Op Elspeterweg 32 is het bedrijf Autogarage Dijkgraaf gevestigd, een autogarage met LPG-tankstation. Dit bedrijf valt onder het Besluit externe veiligheid inrichtingen (BEVI) vanwege de aanwezigheid van LPG. Het LPG-tankstation kent een PR 10-6 contour van 15 meter rondom de LPG-afleverzuil, 25 meter rondom de ondergrondse LPG-tank en 45 meter rondom het LPG-vulpunt. Binnen deze contouren mogen geen(beperkt) kwetsbare objecten gerealiseerd worden. De Aardhuislocatie is buiten de PR 10-6 contouren gelegen.

Het invloedsgebied voor de bepaling van het groepsrisico (GR) betreft het gebied binnen een straal van 150 meter rondom het LPG-vulpunt. De Aardhuislocatie ligt buiten het invloedsgebied (zie verder de notitie van de Regio Stedendriehoek hieromtrent van 12 april 2012, nr. DOS 2012503745, zie bijlage Externe veilighied).

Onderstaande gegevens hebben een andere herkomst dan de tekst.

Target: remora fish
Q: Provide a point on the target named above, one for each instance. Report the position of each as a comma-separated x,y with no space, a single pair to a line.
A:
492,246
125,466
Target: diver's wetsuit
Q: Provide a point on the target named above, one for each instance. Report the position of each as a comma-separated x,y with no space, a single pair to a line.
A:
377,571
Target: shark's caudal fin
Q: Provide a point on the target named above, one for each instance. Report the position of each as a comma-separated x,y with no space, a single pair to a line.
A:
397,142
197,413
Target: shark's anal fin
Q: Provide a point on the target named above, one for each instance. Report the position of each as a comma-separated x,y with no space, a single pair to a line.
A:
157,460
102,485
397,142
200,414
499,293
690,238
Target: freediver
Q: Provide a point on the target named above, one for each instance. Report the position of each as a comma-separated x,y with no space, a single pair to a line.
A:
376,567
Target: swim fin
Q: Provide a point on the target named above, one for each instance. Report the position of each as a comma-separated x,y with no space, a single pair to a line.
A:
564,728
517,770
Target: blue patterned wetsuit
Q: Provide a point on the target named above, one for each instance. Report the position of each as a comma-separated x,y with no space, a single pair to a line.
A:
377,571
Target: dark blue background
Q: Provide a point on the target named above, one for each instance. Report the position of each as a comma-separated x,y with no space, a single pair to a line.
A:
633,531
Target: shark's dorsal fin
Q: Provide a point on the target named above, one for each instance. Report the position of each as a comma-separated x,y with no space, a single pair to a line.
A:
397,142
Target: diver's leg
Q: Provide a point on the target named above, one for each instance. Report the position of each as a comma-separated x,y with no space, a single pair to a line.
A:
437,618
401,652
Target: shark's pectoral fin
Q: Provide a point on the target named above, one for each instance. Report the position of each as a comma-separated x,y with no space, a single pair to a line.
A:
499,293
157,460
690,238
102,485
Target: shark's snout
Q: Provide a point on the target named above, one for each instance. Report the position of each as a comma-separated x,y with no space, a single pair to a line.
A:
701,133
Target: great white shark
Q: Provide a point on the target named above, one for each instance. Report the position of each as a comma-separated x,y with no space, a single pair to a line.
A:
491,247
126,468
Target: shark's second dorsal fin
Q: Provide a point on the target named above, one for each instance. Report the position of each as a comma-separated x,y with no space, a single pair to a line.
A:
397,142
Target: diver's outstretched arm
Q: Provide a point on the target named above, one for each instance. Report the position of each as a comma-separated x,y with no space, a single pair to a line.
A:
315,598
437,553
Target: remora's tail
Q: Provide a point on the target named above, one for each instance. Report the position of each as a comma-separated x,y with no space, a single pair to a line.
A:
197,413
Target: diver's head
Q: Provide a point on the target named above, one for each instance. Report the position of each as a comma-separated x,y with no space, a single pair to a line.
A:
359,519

Onderzoeksresultaten Transport van gevaarlijke stoffen over water, spoor en weg.

De Elspeterweg (N310) is een provinciale weg en daarmee een doorgaande route voor vervoer van gevaarlijke stoffen. In het bovengenoemde advies van de Regio Stedendriehoek is ook de invloed van het transport van gevaarlijke stoffen over de Elspeterweg op de Aardhuislocatie beschouwd.

Plaatsgebonden risico

Ten gevolge van deze transporten blijkt er geen plaatsgebonden risico 10-6 aanwezig te zijn. Het plaatsgebonden risico levert derhalve geen beperking voor de planontwikkeling op.

Groepsrisico

De Elspeterweg blijkt geen transportroute te zijn waarvoor externe veiligheid een belangrijk item is. Derhalve is geen verantwoording van het groepsrisico noodzakelijk.

Onderzoeksresultaten Transport van gevaarlijke stoffen door buisleidingen.

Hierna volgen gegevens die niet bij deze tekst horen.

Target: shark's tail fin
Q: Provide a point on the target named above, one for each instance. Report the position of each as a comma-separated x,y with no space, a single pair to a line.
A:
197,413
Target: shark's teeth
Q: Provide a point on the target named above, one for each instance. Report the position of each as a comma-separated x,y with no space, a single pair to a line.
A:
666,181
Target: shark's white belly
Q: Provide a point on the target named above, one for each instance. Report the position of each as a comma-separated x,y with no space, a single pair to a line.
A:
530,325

Binnen en nabij de planlocatie zijn geen buisleidingen voor het transport van gevaarlijke stoffen gelegen die ruimtelijk relevant zijn.

Milieu effect beoordeling

Het bestemmingsplan maakt een activiteit mogelijk die is opgenomen in onderdeel D van de bijlage bij het Besluit m.e.r., te weten woningbouw. Maar de drempelwaarde van 2000 woningen of 100 hectare wordt niet overschreden. Daarom is een vormvrije m.e.r.-beoordeling opgesteld.

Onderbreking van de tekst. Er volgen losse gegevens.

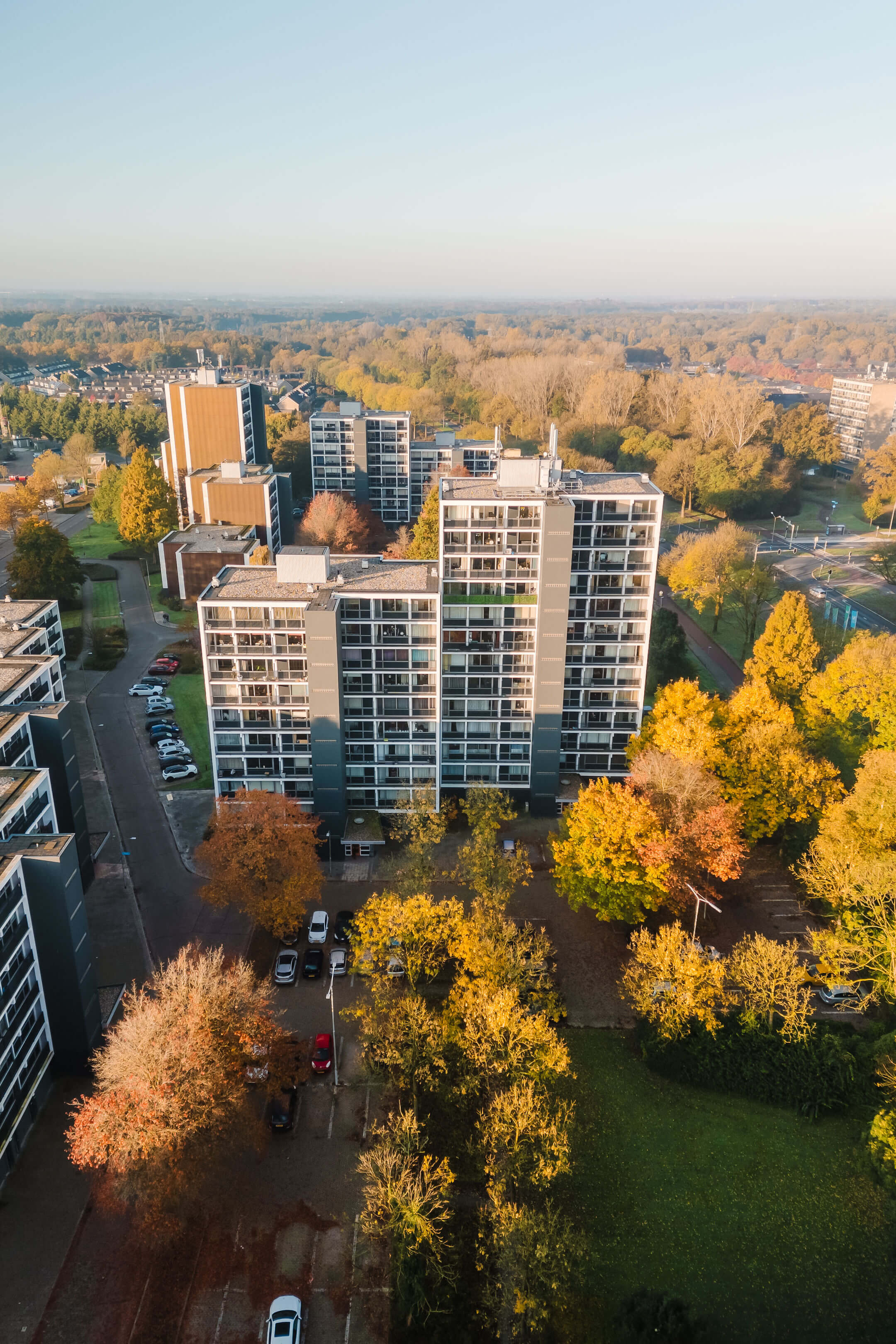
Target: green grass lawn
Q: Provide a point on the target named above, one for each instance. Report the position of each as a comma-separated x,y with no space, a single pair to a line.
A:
104,606
766,1224
97,541
188,694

In Bijlage III van de Europese richtlijn 85/337/EG zijn factoren genoemd welke in ogenschouw genomen dienen te worden bij de beoordeling of er wel of geen sprake is van een aanzienlijk milieugevolg. Het betreft factoren over de kenmerken van het project, de plaats van het project en kenmerken van het potentiele effect van het project.

Met dit bestemmingsplan worden op de Aardhuislocatie 105 woningen mogelijk gemaakt. Het oppervlakte van de uitbreiding bedraagt circa 4,1 ha. Dit is aanzienlijk lager dan de grenzen in onderdeel D van de bijlage van het Besluit. Desalniettemin wordt onderstaand ingegaan op de relevante factoren genoemd in bijlage III van de Richtlijn.

1. Kenmerken van het project

Ten aanzien van het criterium “kenmerken van het project” worden de volgende relevante factoren in overweging genomen in relatie tot het realiseren van 105 woningen.

Met het bestemmingsplan wordt het uiteindelijke ontwerp en realisatie van het 105 woningen mogelijk gemaakt. Voor wat betreft de omvang van het projekt is al overwogen dat het aantal nieuwe woningen dat mogelijk wordt gemaakt (105) en de oppervlakte van de uitbreiding (4,1 ha.) op de Aardhuislocatie beperkt zijn ten opzichte van de grens die genoemd is in onderdeel D van het besluit MER. In de omgeving is er geen cumulatie met ander projecten.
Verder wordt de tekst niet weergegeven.